Section 38 of the Act prohibits specific activities such as killing specified species, introducing specified species, and destroying specified habitat without a permit. The Biodiversity Emergency Order only applies to section 38, and no prohibitions in section 38 will be in place until regulations under the Act are created. Before he can create those regulations, the Minister must “consult with the public, including landowners and stakeholders” (section 54(2), emphasis added).
The Minister cannot create regulations without first engaging in public consultation.
Essentially, the Biodiversity Emergency Order only exists to enable the Minister to step in when an illegal action will result in a serious adverse effect to biodiversity and there are no other reasonable options. It is the Ministers’ duty to act in the public interest, and there are significant limitations on his authority which ensure that his authority can only be exercised when all necessary criteria have been met.
In my opinion, the proposed power to issue Biodiversity Emergency Orders is not a threat to private landowners: it is a tool to prevent a serious loss of or impact to biodiversity caused by unlawful and harmful activities.
The fine structure set out in the proposed Biodiversity Act is essentially the same as the fine structure set out in the provincial Endangered Species Act (passed in 1998) and the provincial Environment Act (passed in 1995).

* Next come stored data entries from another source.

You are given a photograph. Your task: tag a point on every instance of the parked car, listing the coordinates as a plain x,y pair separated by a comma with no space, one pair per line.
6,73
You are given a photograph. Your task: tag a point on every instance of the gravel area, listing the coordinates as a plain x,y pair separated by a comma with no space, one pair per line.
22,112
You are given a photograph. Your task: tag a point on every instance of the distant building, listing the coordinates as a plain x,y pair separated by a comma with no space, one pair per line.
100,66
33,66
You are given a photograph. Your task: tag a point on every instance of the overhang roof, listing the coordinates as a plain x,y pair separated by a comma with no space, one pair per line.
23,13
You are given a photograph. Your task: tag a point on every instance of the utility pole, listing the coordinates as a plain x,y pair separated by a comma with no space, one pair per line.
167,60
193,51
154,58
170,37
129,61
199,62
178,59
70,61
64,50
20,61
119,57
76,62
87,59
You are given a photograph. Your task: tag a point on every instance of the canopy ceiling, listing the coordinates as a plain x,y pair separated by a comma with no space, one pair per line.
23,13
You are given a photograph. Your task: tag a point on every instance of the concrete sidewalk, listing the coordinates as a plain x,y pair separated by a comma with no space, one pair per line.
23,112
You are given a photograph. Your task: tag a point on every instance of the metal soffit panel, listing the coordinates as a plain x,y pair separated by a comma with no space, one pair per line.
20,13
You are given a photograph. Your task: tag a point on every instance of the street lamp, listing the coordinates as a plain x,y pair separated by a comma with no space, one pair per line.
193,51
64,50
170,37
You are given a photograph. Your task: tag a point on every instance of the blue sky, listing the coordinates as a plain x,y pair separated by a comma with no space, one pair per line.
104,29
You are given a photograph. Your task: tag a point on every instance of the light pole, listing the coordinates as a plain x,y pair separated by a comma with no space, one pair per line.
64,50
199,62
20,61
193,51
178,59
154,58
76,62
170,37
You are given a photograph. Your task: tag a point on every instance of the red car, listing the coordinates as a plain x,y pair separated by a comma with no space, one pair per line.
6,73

The proposed Biodiversity Act sets out maximum fines. Any actual fine would be determined by a judge, based on a number of factors and following a conviction. A judge could not set a fine higher than what the statute allows, but the judge would have full discretion to set a lower fine, and in fact the Act does not set a minimum fine. Historically, the fines set by Nova Scotian courts for comparable offences have been very low.
I have lived in rural Nova Scotia for much of my life, and I know that most Nova Scotian landowners act as stewards of the land and waters that support the biodiversity that they enjoy or in some cases draw their living from. However, the numbers are unequivocal: the world is experiencing a global biodiversity crisis, and the crisis does not stop at the Nova Scotian border. It is our human actions that are causing the decline, and it will be our actions that will make a difference.
The proposed Biodiversity Act provides opportunities to enhance education, collaboration, and tools that could facilitate biodiversity conservation in Nova Scotia. In light of the staggering trend of global biodiversity loss, we need this law in Nova Scotia to address the crisis effectively.
Passing Bill 4 will not cause the overnight creation of BMZs across the Nova Scotian landscape, nor will it allow the government to unilaterally restrict the activities of private property owners anywhere in the province. If passed, the proposed Biodiversity Act will give the government tools it needs to begin conversations and actions that are desperately needed to conserve biodiversity in Nova Scotia.